Sur des ensembles de données comme Open Catalyst, il s'agit également du premier modèle en tête du classement qui a été développé et formé uniquement par des chercheurs universitaires et des laboratoires nationaux, plutôt que par des équipes de grandes entreprises technologiques. Cependant, Qu et Krishnapriyan estiment que ce modèle doit être considéré comme un premier pas dans une nouvelle direction.

« Nous disons à la communauté scientifique : 'Hé, regardez par ici, explorons cette idée davantage' », a déclaré Krishnapriyan. « EScAIP est une première preuve de concept sur la manière de réfléchir à la mise à l'échelle des modèles d'apprentissage automatique dans le contexte de systèmes atomistiques, et représente désormais une « limite inférieure » de ce qui est possible. Nous pensons que c'est la direction dans laquelle nous devrions réfléchir. sur le terrain alors que nous entrons dans un avenir avec plus de données et de ressources informatiques.

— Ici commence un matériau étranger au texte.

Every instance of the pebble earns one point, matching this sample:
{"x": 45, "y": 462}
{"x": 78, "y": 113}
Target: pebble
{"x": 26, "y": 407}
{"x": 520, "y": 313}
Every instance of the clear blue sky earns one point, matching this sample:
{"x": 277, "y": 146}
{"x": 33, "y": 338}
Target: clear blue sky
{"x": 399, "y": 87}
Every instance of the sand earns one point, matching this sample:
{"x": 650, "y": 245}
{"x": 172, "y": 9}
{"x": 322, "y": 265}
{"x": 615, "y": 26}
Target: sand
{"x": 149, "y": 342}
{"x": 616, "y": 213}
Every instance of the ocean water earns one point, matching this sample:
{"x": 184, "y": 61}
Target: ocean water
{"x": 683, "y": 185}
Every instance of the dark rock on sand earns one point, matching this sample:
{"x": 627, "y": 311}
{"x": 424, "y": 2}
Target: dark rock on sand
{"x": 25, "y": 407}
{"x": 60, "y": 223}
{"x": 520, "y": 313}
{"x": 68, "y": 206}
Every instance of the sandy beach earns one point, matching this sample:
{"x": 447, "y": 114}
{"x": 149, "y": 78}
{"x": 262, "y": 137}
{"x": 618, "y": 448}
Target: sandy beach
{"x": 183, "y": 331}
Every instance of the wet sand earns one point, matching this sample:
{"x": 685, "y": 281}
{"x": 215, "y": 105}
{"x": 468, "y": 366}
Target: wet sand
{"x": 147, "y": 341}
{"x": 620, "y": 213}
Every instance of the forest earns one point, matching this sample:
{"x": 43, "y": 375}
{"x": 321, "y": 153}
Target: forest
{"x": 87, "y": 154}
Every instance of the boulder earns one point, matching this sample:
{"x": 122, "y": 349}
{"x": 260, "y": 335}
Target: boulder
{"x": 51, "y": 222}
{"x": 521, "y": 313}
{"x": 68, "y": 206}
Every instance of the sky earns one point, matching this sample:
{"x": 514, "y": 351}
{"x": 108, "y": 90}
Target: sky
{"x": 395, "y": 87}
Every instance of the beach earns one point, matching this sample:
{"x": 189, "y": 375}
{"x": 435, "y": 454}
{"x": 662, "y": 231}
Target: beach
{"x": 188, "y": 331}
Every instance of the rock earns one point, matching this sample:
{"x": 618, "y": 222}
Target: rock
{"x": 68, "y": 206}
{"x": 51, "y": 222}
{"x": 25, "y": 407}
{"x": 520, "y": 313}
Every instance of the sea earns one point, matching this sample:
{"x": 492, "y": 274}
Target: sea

Selon Krishnapriyan, l'EScAIP trouve ses origines dans un projet de recherche et développement dirigé par le laboratoire de Berkeley (LDRD), Développement de nouvelles méthodes d'apprentissage automatique basées sur la physique, qui a contribué à façonner ses idées fondamentales. Elle souligne que l'exploitation des vastes ressources GPU du Centre national de calcul scientifique de recherche énergétique (NERSC) du ministère de l'Énergie (DOE) était cruciale pour développer et former des modèles sur des ensembles de données à grande échelle. En utilisant plusieurs GPU simultanément, l'équipe a atteint des performances optimales sur l'ensemble de données Open Catalyst, une réussite remarquable, d'autant plus qu'elle est la seule équipe d'une entreprise non technologique à le faire avec beaucoup moins de ressources.